By Sameer Rao Feb 15, 2016

As pop culture vultures get ready to watch tonight’s Grammy Awards telecast, a group of incarecerated musicians from the small southern African country of Malawi quietly prepare themselves to possibly make history. 

The creators of "I Have No Everything Here," which is nominated in this year’s "Best World Music Album" category, are the subject of a The New York Times profile published yesterday (February 14). Fourteen inmates and two guards at the Zomba maximum-security prison created the album under the name "Zomba Prison Project." If the album rises to the top, they will be Malawi’s first Grammy winners. 
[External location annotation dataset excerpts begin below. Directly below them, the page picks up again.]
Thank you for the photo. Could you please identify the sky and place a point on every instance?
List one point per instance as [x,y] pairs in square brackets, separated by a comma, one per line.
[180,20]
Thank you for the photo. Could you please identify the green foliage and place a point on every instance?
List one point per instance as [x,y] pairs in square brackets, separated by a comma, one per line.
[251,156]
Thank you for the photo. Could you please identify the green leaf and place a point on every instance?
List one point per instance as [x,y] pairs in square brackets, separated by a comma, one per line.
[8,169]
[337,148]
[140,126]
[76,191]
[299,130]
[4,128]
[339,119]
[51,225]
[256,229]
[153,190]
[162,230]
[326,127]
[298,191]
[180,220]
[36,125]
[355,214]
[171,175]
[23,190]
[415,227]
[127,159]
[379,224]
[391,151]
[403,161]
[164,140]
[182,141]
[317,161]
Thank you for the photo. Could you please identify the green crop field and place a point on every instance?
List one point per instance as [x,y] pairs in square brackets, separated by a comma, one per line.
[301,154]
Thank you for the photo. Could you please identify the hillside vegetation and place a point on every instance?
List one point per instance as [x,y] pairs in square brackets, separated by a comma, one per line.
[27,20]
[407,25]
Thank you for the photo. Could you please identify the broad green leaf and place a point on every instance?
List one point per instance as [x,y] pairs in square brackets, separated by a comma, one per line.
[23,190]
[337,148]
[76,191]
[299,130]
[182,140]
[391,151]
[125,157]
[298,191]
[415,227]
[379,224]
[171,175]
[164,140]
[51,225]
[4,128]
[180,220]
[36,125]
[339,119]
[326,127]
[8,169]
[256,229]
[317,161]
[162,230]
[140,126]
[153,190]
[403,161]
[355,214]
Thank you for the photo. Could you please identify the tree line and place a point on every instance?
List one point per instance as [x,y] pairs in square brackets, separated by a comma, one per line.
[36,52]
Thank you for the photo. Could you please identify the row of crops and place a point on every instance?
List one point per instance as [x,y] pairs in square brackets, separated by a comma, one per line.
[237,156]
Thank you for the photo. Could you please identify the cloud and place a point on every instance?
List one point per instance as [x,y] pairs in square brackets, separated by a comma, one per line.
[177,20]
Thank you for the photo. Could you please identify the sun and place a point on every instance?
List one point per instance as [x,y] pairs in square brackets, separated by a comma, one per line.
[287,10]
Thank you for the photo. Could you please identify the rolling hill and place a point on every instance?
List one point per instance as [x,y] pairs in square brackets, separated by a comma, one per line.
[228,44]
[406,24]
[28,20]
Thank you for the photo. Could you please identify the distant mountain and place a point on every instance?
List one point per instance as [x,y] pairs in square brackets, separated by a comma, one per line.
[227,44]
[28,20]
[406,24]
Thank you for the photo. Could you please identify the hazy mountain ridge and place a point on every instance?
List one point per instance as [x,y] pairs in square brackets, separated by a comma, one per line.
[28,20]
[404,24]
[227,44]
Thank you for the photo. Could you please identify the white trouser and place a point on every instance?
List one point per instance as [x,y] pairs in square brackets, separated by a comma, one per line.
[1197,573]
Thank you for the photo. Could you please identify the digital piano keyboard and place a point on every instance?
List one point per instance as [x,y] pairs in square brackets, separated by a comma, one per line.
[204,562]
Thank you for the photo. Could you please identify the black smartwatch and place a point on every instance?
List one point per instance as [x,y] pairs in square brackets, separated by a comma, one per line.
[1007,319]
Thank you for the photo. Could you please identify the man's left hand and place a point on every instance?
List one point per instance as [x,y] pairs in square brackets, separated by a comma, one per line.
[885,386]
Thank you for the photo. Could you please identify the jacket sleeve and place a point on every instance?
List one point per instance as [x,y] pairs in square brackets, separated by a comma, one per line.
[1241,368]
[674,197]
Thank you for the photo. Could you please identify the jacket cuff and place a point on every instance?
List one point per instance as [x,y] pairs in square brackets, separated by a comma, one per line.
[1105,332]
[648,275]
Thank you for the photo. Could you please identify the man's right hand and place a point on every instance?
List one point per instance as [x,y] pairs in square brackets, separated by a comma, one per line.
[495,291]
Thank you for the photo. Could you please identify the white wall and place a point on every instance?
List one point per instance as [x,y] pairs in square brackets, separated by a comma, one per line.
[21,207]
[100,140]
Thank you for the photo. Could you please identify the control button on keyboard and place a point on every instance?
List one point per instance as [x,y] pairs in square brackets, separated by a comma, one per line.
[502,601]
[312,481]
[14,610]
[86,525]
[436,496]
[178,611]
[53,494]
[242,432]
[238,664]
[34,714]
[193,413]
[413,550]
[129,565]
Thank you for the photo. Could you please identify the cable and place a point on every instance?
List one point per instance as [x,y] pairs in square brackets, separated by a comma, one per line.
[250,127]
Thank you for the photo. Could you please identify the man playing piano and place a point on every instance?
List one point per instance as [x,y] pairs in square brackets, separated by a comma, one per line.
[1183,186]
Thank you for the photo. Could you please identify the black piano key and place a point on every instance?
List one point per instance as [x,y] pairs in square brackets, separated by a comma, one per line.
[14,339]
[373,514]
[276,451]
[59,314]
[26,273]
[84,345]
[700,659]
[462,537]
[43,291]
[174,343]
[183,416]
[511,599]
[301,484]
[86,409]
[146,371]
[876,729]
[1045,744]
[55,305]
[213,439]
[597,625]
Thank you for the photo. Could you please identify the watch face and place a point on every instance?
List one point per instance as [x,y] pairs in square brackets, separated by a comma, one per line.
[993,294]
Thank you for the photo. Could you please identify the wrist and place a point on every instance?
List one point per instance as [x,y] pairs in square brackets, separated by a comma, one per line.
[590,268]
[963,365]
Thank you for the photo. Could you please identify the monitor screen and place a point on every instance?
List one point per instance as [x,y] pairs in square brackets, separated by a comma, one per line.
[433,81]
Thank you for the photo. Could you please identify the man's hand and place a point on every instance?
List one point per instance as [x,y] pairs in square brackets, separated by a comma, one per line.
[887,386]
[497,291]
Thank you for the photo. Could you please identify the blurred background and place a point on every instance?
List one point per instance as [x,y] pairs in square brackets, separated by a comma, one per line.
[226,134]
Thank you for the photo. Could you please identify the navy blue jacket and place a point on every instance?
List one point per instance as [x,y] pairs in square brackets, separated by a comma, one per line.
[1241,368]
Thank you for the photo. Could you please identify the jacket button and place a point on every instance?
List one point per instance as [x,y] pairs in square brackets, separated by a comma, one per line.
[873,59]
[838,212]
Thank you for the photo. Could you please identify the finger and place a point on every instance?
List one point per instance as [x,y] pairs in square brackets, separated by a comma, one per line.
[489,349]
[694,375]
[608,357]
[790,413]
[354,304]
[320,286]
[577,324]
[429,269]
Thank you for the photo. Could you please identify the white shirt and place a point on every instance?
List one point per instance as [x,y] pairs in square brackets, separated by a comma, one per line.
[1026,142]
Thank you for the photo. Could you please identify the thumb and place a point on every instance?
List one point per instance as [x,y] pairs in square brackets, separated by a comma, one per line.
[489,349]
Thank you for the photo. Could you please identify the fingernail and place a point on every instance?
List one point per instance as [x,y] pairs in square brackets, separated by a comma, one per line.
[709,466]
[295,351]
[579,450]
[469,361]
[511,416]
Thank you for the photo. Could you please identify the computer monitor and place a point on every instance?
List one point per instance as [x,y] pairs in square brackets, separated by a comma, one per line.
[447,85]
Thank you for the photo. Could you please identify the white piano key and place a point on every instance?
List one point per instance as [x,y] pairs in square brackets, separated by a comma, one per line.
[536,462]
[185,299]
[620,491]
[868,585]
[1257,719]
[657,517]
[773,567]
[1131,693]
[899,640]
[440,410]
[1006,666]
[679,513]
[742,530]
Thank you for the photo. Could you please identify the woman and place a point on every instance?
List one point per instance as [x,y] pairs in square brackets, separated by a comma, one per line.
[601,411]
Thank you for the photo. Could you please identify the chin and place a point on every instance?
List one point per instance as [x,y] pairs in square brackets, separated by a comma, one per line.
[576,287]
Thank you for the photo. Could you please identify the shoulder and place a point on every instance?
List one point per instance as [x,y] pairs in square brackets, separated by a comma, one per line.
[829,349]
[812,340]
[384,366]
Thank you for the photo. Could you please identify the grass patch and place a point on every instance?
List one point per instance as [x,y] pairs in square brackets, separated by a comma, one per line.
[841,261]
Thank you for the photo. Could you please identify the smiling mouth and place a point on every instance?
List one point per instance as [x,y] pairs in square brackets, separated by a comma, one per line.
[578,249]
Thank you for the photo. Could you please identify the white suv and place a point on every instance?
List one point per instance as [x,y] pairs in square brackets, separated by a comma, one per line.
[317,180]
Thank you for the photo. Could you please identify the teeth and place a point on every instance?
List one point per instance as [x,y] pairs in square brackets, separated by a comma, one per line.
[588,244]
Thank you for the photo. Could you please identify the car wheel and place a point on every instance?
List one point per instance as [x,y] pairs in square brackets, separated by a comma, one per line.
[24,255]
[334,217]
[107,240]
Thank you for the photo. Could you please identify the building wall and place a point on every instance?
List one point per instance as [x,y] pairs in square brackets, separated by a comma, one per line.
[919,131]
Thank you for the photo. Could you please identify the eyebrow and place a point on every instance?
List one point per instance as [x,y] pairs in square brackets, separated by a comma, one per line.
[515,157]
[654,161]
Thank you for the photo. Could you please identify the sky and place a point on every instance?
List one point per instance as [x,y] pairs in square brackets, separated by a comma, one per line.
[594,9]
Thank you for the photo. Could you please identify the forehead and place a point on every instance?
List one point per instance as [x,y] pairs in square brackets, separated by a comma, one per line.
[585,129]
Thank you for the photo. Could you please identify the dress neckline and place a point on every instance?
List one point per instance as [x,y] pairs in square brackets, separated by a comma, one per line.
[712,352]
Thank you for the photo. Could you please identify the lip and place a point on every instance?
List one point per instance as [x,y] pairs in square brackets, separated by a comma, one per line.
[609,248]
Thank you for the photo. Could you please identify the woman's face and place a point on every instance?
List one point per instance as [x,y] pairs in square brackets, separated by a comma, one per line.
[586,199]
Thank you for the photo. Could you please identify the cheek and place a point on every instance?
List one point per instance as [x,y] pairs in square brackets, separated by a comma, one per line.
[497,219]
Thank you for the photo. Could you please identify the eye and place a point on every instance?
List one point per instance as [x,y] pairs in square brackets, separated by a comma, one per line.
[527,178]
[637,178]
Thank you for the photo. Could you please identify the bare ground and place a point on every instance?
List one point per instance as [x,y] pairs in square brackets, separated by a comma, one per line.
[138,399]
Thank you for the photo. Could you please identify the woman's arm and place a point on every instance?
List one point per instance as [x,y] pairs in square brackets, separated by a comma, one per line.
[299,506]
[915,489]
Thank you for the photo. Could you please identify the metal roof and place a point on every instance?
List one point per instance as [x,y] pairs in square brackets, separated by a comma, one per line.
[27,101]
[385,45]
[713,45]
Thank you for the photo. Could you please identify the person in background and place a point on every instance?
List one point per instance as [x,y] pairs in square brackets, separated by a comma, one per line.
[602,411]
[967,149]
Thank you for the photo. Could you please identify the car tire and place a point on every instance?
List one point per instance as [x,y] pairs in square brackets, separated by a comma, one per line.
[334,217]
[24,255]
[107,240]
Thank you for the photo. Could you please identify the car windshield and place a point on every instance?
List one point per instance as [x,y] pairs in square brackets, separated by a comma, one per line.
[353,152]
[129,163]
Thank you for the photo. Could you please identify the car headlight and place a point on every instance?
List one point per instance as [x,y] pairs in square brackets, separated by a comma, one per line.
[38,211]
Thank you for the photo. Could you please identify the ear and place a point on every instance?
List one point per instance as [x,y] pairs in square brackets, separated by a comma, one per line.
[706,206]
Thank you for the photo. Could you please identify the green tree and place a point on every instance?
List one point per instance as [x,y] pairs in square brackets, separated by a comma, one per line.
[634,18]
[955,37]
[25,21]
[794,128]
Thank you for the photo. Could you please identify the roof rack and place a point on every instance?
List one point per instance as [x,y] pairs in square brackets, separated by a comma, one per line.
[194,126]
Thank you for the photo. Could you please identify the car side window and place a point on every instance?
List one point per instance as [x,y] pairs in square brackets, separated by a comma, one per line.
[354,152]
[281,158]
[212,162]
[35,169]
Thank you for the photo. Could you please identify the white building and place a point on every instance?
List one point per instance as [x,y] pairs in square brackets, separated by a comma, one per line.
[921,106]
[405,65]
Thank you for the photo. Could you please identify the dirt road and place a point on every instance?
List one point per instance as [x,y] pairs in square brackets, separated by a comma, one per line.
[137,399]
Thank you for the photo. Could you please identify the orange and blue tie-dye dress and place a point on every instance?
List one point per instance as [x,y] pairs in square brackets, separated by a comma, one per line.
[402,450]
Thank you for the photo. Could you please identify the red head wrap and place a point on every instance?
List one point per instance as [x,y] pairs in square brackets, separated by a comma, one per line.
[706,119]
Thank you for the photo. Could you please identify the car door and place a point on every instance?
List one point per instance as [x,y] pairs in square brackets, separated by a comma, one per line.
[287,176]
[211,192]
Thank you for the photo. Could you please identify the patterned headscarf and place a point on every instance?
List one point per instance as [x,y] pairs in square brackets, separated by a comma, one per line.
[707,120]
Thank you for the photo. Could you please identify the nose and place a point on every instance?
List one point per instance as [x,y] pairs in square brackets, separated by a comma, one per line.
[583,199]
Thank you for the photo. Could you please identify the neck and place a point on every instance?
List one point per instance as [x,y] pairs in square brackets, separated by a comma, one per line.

The music on "I Have No Everything Here" offers frank perspective on the personal circumstances and structural issues that brought its composers to Zomba. For instance, three sisters serving life sentences for murder sang about killing one of their daughters—they suspected she was possessed by a demon. Additionally, one of the guards composed a song about the problem of people murdering others’ children in jealousy-fueled fits. 

The male musicians were involved through an authority-supported program that brought instruments into the prison. The program not extended to Zomba’s female inmates, but American producer Ian Brennan reached out to women in the prison and enlisted their contributions while putting together the album. The result is a work that incorporates diverse voices from within the institution’s walls. 

Those involved with the Zomba Prison Project will find out tonight if they won the Grammy in their category. The 58th Grammys’ live telecast will stream on CBS and affiliated services at 8 p.m. EST.